El punto de partida es un salario que perdió la
carrera contra los precios y no la recupera. El 87,4% de los encuestados afirma
que su ingreso no le gana a la inflación, un techo que ya no distingue
posiciones políticas: el 73% de los votantes oficialistas admite esa pérdida,
cifra que entre los opositores trepa al 97,1%. La diferencia entre ambos
electorados no está en si el deterioro existe —lo sienten los dos— sino en cómo
se lo nombra: costo de una transición para unos, fracaso económico para otros.
Cuando una experiencia material es tan transversal que alcanza incluso a
quienes respaldan al Gobierno deja de ser un problema de gestión para
convertirse en una condición de época.
La pérdida aceptada tiene una fecha exacta en
el almanaque. El 66% de los argentinos se queda sin plata antes o desde el día
20 del mes y sólo un 9,3% llega a fin de mes con capacidad de ahorro. El
calendario, sin embargo, no es igual para todos: entre los más jóvenes —de 18 a
39 años— el 85,5% ya está sin ingresos al día 20, contra el 60,6% en la franja
de 40 a 59.
La juventud no sólo gana menos; se queda sin
colchón mucho antes, y esa desventaja temprana es la que explica buena parte de
lo que viene después. En un país donde el sueldo se agota a los dos tercios del
mes, la pregunta deja de ser cómo ahorrar y pasa a ser cómo cubrir los últimos
diez días.
Endeudamiento
La respuesta, para la mayoría, fue el
endeudamiento. El 61,9% tomó deuda en el último semestre, pero el dato que
desarma cualquier lectura optimista es el motivo: el 53,7% lo hizo porque sus
ingresos no cubren los gastos básicos, mientras que la compra de bienes
durables —la deuda “del progreso”— explicó apenas el 11,5%.

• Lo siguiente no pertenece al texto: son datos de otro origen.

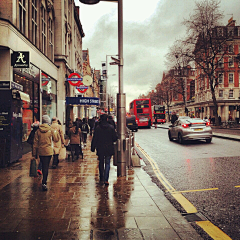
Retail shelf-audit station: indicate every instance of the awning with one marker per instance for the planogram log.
(24, 96)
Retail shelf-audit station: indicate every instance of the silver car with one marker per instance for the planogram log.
(190, 129)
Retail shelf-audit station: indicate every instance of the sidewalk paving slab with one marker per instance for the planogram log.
(76, 206)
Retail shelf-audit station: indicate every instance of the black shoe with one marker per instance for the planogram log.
(44, 187)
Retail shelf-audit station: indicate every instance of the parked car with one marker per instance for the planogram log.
(131, 123)
(190, 129)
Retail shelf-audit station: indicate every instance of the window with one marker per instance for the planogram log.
(230, 32)
(220, 63)
(230, 48)
(220, 93)
(230, 62)
(230, 77)
(34, 22)
(220, 78)
(219, 31)
(22, 16)
(44, 29)
(50, 38)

El crédito dejó de financiar proyectos y pasó a
financiar comida y tarifas. Y ese endeudamiento forzado tiene, de nuevo, una
cara generacional: entre los jóvenes de 18 a 39 años, el 35,8% recurrió a
prestamistas o financieras informales, contra apenas el 7% entre los mayores de
60. El segmento con menos respaldo patrimonial es, paradójicamente, el más
expuesto a las condiciones más caras y menos reguladas del mercado, en un
círculo donde la falta de espalda financiera empuja hacia el crédito más
riesgoso.
Endeudarse fue, además, la parte fácil;
sostener esa deuda es la difícil. Casi la mitad de quienes tomaron crédito no
lo está pagando con comodidad: al 28,9% le cuesta mucho, el 12% ya se atrasó en
algún pago y un 6,4% directamente admite que no puede pagar. No sorprende,
entonces, que el 55% considere que las tasas están tan altas que el crédito
“termina siendo una trampa”, una frase que resume el pasaje de la deuda como
oxígeno a la deuda como soga que ahorca. Lo que empezó como salida de
emergencia se convirtió, para una porción creciente de hogares, en un problema
tan pesado como el que vino a resolver.